I recently watched a TV production of Un Ballo de Regina, a Balanchine ballet set to music by Verdi, and I had this strange sensation you sometimes get when you listen to music you’ve never heard before: every successive note seemed to be just what you thought it was going to be, and yet, to be honest, you couldn’t quite predict it. There was something both inevitable and yet unpredictable about what came next, but it was deceptive because you couldn’t have foreseen it, though it sounded like it had to be. You weren’t the composer and yet you had the illusion you might have been. I suspect this has something to do with the nature of Time and why music can keep you in the present and temporarily evade the future.
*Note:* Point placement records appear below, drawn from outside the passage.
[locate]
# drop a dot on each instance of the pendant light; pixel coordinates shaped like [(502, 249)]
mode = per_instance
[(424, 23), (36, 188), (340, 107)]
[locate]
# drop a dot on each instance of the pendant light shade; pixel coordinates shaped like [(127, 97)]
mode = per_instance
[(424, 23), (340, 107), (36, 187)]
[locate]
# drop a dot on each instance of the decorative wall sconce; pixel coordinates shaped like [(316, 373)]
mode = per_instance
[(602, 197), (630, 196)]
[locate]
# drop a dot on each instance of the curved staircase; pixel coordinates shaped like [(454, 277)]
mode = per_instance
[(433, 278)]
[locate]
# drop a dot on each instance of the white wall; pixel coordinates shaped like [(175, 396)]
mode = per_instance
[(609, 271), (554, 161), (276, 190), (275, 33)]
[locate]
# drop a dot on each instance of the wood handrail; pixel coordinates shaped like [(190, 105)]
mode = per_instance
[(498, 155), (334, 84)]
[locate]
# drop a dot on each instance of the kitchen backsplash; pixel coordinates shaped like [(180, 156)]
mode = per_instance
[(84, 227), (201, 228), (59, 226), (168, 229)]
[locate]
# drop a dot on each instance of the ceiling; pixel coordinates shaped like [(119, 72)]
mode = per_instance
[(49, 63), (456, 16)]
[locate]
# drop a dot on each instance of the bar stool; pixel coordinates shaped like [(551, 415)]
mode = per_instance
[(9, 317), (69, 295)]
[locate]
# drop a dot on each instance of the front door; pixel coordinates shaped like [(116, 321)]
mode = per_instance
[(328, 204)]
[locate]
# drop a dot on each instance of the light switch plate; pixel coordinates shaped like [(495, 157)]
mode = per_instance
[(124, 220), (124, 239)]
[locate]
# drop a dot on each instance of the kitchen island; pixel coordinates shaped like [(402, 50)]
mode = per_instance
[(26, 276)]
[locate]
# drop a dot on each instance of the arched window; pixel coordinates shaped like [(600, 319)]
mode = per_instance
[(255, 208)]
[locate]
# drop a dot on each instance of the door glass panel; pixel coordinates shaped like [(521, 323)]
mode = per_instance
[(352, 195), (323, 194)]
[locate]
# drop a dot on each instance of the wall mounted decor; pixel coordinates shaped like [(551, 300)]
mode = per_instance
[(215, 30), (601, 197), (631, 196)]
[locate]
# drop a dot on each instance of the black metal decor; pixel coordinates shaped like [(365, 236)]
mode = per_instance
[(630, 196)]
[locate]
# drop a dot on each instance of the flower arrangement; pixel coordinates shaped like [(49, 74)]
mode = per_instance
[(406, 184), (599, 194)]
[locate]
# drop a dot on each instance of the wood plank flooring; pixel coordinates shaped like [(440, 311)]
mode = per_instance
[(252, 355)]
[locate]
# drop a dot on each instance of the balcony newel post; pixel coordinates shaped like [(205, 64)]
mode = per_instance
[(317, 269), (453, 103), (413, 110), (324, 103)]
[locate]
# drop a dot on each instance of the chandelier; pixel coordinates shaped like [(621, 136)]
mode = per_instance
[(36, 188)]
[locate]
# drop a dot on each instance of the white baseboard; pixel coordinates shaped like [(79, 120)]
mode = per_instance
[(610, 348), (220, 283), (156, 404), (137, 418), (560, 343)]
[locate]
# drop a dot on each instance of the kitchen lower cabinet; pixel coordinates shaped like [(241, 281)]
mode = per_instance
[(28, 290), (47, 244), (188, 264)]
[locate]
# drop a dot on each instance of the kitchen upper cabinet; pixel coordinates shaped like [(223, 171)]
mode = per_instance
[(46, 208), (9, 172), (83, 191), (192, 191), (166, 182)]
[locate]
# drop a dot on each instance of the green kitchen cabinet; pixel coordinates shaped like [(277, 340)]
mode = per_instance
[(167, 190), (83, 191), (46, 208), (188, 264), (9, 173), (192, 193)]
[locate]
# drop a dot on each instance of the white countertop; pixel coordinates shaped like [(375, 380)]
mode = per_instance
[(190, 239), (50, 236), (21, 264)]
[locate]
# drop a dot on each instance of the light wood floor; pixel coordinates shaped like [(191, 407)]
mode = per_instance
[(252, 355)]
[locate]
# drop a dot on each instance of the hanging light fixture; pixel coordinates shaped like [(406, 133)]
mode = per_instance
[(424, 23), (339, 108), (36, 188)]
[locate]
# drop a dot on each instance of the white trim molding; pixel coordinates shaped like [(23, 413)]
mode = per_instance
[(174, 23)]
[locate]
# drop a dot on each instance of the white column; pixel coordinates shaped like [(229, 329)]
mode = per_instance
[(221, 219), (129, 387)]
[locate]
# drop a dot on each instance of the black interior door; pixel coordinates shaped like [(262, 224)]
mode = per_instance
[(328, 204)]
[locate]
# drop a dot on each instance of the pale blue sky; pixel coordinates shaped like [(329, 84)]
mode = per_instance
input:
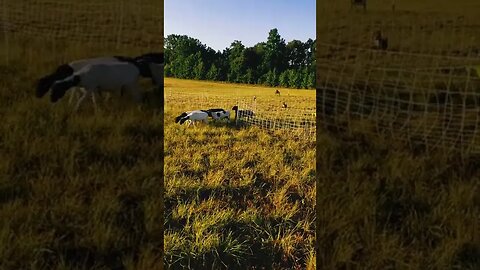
[(217, 23)]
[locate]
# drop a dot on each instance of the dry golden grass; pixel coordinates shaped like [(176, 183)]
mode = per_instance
[(383, 203), (236, 198)]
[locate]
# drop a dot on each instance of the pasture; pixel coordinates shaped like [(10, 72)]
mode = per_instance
[(241, 197), (397, 146), (78, 191)]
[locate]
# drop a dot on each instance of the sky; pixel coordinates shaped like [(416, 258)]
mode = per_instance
[(217, 23)]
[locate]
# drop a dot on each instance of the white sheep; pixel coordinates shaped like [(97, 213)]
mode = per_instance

You have to be unconscious and yet still in control enough to watch your unconsciousness to evade Time in a meaningful way.
Which brings me to the bailout.
The psychological trouble with current attempts to fix the economy by stimulation is that they don’t have that air of unpredictable inevitability that is associated with good music and inspired action. Everything the people in authority now do has an air of delayed predictability. The nationalization of failing banks, when it comes, will be accompanied by the sound of dragging heels. I have an image of a child being reluctantly pulled towards the bedroom, his heels scraping against the carpet as he resists the inevitable bedtime.
What’s needed is to get people confident enough about the future to spend again. I’m increasingly skeptical that public spending will quickly effect this, because confidence is shot. Everyone is going to be cautious about spending for a long time from now on, Keynes or no Keynes. The velocity of money slows as everyone starts to hoard, and GDP declines despite an increase in money supply. One way to fix this is to charge a fee for saving your money, i.e. negative interest, or high inflation, use it or you lose it, but that’s fearful velocity, not confident velocity. Another is lower taxes, putting more money permanently in people’s pockets, but that leaves less for government spending initially, and has no effect on the unemployed. A third is a charismatic confidence-inspiring leadership, but think Germany in the Thirties. I’m a little stymied for now, and so, I sense, is everyone else. There’s no quick fix and no substitute for good fresh wise leadership.